Hypotonia and muscle weakness are common.

Fractures can occur with minor injuries that take a long time to consolidate or do it with deformities.

There can be reabsorption of the edges of the distal phalanges, proximal muscle weakness, fatigue, atrophy, chondrocalcinosis and pseudogout.

Neuropsychiatric disorders and gastrointestinal symptoms are common, including pancreatitis, constipation, nausea, vomiting, and peptic ulcer.

Renal injury can cause renal failure and hypertension.

The curative treatment is the surgical removal of pathological parathyroids, and calcium levels in blood return to normal, with a clear clinical improvement.

Advice on hyperparathyroidism

  • Apparently mild episodes in these patients can cause fractures of difficult or deformed consolidation, hence physicians should warn them that they are more frail.
  • Accordingly, care should be maximized when driving in order to avoid sudden braking, that would lead to significant cervical injuries or contusions in the ribs and sternum due to the safety belt.
  • A well-positioned headrest will prevent the risk of fractures in the neck, clavicle and shoulder.
  • Fastening in the rear seats will prevent, in case of a small braking or crash, blows in the knees and their complications.
  • Pyeloureteral cramp prevents from driving.
  • Spontaneous ejection of a gallstone not associated with fever or hematuria causes that the patient can drive virtually immediately.
  • If the patient improves of his acute episode, but continues on analgesic-sedative treatment, he should be reminded of the drug side effects that can interfere with driving.
  • If the process of stone ejection is difficult or associated with complications, the physician should indicate when the clinical condition has subsided and the patient can drive again.


It is characterized by a trend to hypocalcemia as a result of PTH deficiency.

The characteristic symptoms are muscle spasms, carpopedal spasms, facial grimace, paresthesia of the fingers, seizures, laryngeal spasms, and respiratory arrest.

Long-term hypocalcemia can cause intracranial hypertension and papillary edema, and cataracts are frequent.

Other manifestations are irritability, depression, psychosis, intestinal cramps, and chronic malabsorption.

The treatment of chronic hypocalcemia is the replenishment of calcium and oral Vitamin D, accurately monitoring the total calcium, protein and ion calcium levels.
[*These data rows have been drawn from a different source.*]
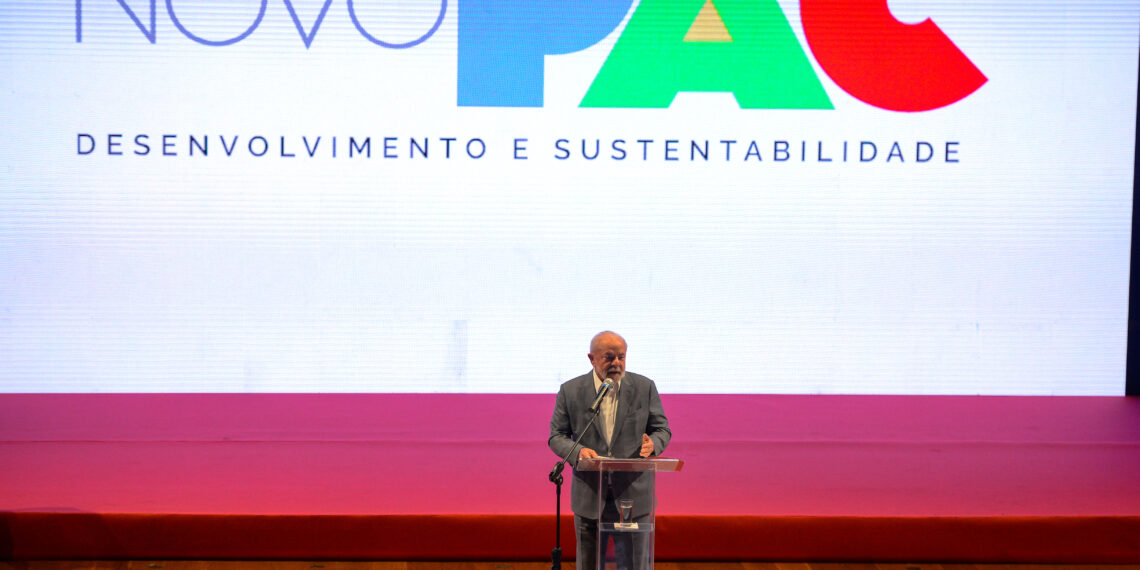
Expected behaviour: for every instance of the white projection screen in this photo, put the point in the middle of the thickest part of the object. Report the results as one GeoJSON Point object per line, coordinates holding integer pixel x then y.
{"type": "Point", "coordinates": [825, 196]}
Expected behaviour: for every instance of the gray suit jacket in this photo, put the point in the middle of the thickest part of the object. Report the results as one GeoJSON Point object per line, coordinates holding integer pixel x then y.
{"type": "Point", "coordinates": [638, 412]}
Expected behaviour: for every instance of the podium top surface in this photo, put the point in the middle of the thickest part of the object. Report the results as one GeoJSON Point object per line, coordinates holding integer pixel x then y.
{"type": "Point", "coordinates": [629, 464]}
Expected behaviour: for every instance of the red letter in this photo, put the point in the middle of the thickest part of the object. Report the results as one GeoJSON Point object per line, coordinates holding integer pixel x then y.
{"type": "Point", "coordinates": [882, 62]}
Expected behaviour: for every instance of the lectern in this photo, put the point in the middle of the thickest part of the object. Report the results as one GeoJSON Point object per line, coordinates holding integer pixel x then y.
{"type": "Point", "coordinates": [629, 523]}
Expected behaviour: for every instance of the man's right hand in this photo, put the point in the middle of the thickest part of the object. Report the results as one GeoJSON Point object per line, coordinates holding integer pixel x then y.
{"type": "Point", "coordinates": [587, 454]}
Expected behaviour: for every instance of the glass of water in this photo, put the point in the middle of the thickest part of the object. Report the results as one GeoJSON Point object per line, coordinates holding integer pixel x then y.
{"type": "Point", "coordinates": [626, 510]}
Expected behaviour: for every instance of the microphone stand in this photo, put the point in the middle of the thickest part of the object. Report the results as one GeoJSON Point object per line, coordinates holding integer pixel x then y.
{"type": "Point", "coordinates": [555, 478]}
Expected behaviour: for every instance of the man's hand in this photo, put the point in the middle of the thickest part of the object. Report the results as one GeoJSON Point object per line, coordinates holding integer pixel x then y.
{"type": "Point", "coordinates": [646, 446]}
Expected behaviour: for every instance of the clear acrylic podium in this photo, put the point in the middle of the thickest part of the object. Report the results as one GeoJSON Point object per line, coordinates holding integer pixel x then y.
{"type": "Point", "coordinates": [632, 527]}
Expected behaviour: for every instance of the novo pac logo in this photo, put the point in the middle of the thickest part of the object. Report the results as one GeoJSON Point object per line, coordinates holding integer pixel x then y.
{"type": "Point", "coordinates": [744, 47]}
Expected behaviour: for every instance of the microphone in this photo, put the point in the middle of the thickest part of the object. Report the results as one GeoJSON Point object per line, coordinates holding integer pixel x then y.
{"type": "Point", "coordinates": [607, 384]}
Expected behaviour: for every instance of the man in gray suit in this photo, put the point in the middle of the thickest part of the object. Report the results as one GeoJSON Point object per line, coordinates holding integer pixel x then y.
{"type": "Point", "coordinates": [632, 423]}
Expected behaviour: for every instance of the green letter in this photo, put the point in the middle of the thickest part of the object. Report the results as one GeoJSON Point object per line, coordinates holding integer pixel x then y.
{"type": "Point", "coordinates": [672, 46]}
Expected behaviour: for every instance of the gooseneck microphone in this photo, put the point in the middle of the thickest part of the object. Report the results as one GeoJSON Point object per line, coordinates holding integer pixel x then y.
{"type": "Point", "coordinates": [601, 393]}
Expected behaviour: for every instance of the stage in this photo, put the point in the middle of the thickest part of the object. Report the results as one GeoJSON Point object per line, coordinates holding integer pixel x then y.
{"type": "Point", "coordinates": [463, 477]}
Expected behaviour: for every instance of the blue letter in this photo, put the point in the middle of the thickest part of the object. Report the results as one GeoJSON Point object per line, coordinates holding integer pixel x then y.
{"type": "Point", "coordinates": [502, 45]}
{"type": "Point", "coordinates": [261, 14]}
{"type": "Point", "coordinates": [149, 35]}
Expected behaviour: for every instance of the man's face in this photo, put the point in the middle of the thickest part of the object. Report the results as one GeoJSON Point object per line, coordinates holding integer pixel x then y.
{"type": "Point", "coordinates": [608, 356]}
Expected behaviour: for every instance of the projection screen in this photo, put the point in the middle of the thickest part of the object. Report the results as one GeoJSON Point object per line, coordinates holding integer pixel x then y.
{"type": "Point", "coordinates": [822, 196]}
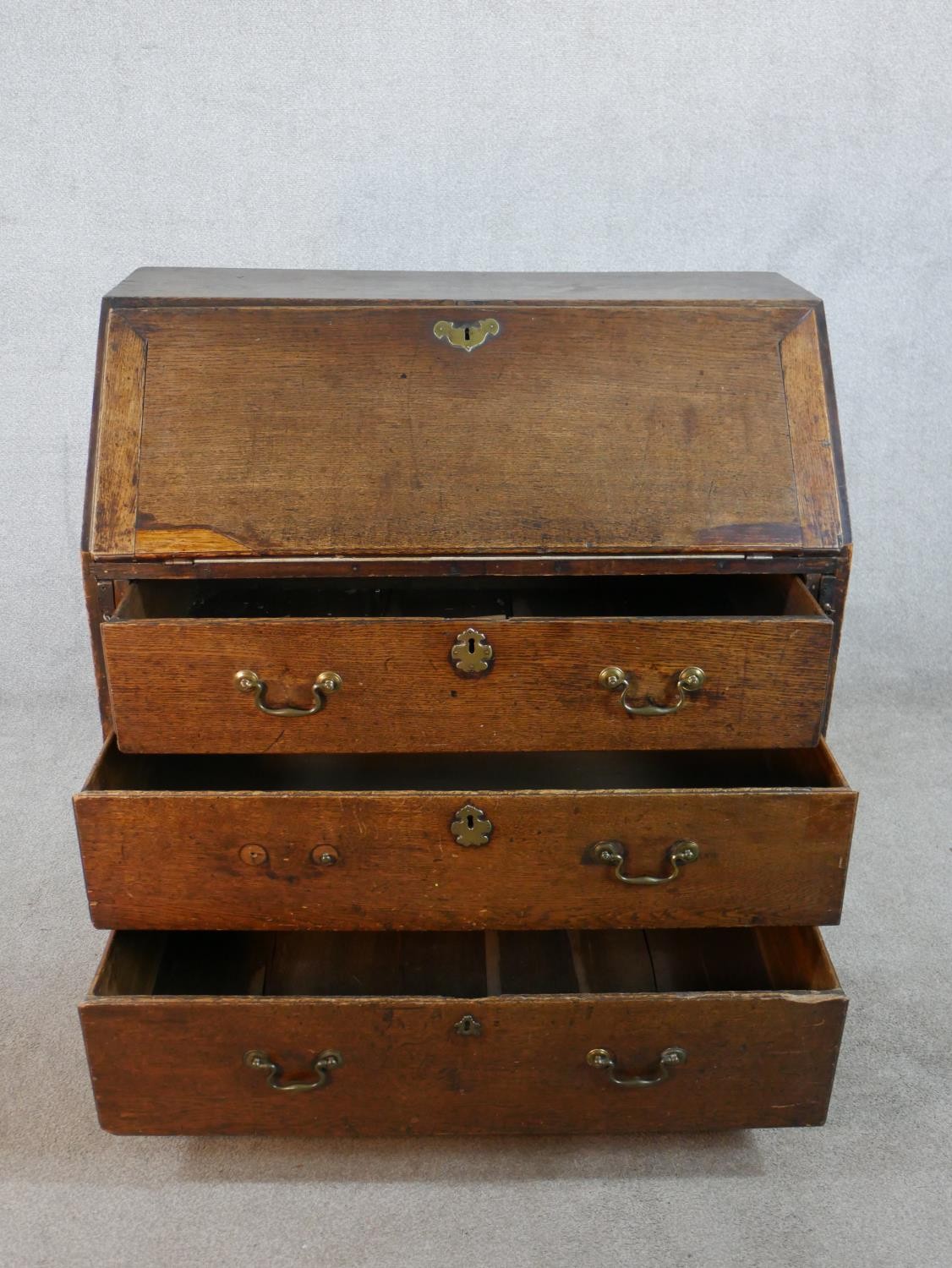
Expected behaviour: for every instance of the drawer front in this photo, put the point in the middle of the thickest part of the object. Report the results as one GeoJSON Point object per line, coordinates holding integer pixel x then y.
{"type": "Point", "coordinates": [753, 1060]}
{"type": "Point", "coordinates": [410, 860]}
{"type": "Point", "coordinates": [174, 689]}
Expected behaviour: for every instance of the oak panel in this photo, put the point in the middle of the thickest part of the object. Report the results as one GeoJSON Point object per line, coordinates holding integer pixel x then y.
{"type": "Point", "coordinates": [592, 429]}
{"type": "Point", "coordinates": [174, 1064]}
{"type": "Point", "coordinates": [172, 684]}
{"type": "Point", "coordinates": [169, 860]}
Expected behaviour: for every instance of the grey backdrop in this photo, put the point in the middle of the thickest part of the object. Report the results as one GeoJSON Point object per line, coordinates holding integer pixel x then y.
{"type": "Point", "coordinates": [802, 136]}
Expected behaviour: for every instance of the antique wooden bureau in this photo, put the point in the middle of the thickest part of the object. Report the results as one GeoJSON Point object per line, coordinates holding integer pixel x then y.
{"type": "Point", "coordinates": [464, 648]}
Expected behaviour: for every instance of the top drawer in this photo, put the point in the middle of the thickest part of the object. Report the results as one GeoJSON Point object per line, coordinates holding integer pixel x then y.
{"type": "Point", "coordinates": [476, 428]}
{"type": "Point", "coordinates": [665, 662]}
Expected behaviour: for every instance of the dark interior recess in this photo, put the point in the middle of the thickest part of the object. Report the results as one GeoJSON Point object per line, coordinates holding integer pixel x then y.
{"type": "Point", "coordinates": [271, 773]}
{"type": "Point", "coordinates": [466, 965]}
{"type": "Point", "coordinates": [479, 598]}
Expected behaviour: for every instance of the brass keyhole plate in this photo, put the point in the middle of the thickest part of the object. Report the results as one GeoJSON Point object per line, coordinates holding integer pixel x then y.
{"type": "Point", "coordinates": [471, 653]}
{"type": "Point", "coordinates": [471, 827]}
{"type": "Point", "coordinates": [469, 335]}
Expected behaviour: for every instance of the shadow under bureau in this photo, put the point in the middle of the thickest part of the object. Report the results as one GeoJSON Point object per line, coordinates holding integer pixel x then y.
{"type": "Point", "coordinates": [466, 646]}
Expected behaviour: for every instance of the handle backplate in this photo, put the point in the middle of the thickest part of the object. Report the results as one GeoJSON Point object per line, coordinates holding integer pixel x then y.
{"type": "Point", "coordinates": [324, 685]}
{"type": "Point", "coordinates": [687, 682]}
{"type": "Point", "coordinates": [322, 1065]}
{"type": "Point", "coordinates": [604, 1059]}
{"type": "Point", "coordinates": [614, 854]}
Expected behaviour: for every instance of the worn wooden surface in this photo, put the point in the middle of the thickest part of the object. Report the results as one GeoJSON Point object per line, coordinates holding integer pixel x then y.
{"type": "Point", "coordinates": [754, 1058]}
{"type": "Point", "coordinates": [156, 859]}
{"type": "Point", "coordinates": [586, 429]}
{"type": "Point", "coordinates": [306, 286]}
{"type": "Point", "coordinates": [172, 684]}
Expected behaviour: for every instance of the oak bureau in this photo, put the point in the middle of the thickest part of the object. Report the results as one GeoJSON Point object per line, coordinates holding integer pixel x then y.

Advice on hypoparathyroidism

  • Symptomatic hypocalcemia is incompatible with driving.
  • The patient on calcium replacement therapy requires repeated controls of calcemia, assuring that it is within the normal ranges, with a stable safety margin.
  • The driver, who despite the treatment starts with paresthesia in the fingers or the mouth, should stop immediately in a safe area, take his calcium and wait for the symptoms to disappear.
  • If the symptoms persist or increase, he should ask for assistance and not drive to the medical center.